Für die schwierige Aufstellung der Bundeshaushalte für 2025 und 2026 bringt die Steuerschätzung keine Entlastung. Gegenüber der Herbst-Prognose verbucht der Bund für 2025 ein Minus von 600 Millionen Euro und für 2026 ein Minus von 10,2 Milliarden Euro.
Die Arbeit des neuen Finanzministers Lars Klingbeil dürfte das nicht gerade einfacher machen. „Die Wirtschaft ist weiter in schwierigem Fahrwasser“, sagte der SPD-Politiker. „Wir müssen durch höheres Wirtschaftswachstum die Einnahmen stärken. Nur so gewinnen wir neue finanzielle Spielräume. Wir stoßen deshalb jetzt die größte Modernisierung unseres Landes seit Jahrzehnten an.“ Insgesamt sei das Ergebnis der Steuerschätzer aber weitgehend so, wie es während der Koalitionsverhandlungen schon erwartet wurde.
Eine wichtige Grundlage für die Schätzung der Steuereinnahmen ist die Konjunkturprognose der Bundesregierung. Und die hat Ende April gezeigt: Die Wirtschaft tritt auf der Stelle. Zum dritten Mal in Folge kein Wachstum, das Bruttoinlandsprodukt stagniert. Und auch im kommenden Jahr erwartet die Regierung kaum Aufschwung und nur ein Wachstum von 1,0 Prozent.
Klingbeil will Haushalt für 2025 Ende Juni vorlegen
Am 25. Juni will Klingbeil einen Haushaltsentwurf für 2025 durchs Kabinett bringen – wegen der Neuwahl deutlich verspätet. Es ist zu erwarten, das vom Entwurf seines Vorvorgängers Christian Lindner (FDP) kaum etwas übrig bleiben wird. Zu viel hat sich politisch seitdem getan, zu viele Weichen hat Schwarz-Rot neu gestellt.

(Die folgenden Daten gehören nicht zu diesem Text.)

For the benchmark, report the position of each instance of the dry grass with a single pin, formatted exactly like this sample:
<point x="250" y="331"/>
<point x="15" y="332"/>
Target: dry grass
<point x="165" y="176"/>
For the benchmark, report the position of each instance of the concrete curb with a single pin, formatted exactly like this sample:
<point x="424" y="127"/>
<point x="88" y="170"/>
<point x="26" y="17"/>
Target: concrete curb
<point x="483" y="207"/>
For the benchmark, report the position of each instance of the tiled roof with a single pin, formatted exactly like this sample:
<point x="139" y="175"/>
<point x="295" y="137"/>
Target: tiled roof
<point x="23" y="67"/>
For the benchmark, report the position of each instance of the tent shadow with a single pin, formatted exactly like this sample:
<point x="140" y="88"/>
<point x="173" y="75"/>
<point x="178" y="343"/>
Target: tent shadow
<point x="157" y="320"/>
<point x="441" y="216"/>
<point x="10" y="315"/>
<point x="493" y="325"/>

Für 2025 fällt die Steuerschätzung noch vergleichsweise harmlos aus, die Schätzer erwarten nur 0,6 Milliarden weniger Einnahmen als im Herbst. Doch Klingbeil stimmte seine Kabinettskollegen am Mittwoch im Bundestag bereits darauf ein, dass trotz historischer Kreditmöglichkeiten kein unbegrenzter Spielraum herrsche. „Ja, wir werden auch Haushaltskonsolidierung vorantreiben müssen“, sagte der Vizekanzler.
Ob der neue Haushalt tatsächlich wie geplant Anfang September beschlossen werden kann, wird davon abhängen, wie sehr Klingbeils Kollegen dabei mitziehen. Die Opposition jedenfalls macht Druck: Noch länger mit vorläufiger Haushaltsführung, also ohne echten Etat, arbeiten zu müssen, sei schlecht für die Arbeit der Ministerien, schlecht für die Wirtschaft und schlecht für das gesamte Land, kritisierten die Grünen.
Der Arbeitskreis Steuerschätzung kommt zweimal im Jahr zusammen, im Frühjahr und Herbst. In dem Gremium sitzen Experten der Bundesregierung, der führenden Wirtschaftsforschungsinstitute, des Statistischen Bundesamts, der Bundesbank, des Sachverständigenrats zur Begutachtung der gesamtwirtschaftlichen Entwicklung in Deutschland sowie Vertreter der Länderfinanzministerien und der Kommunen.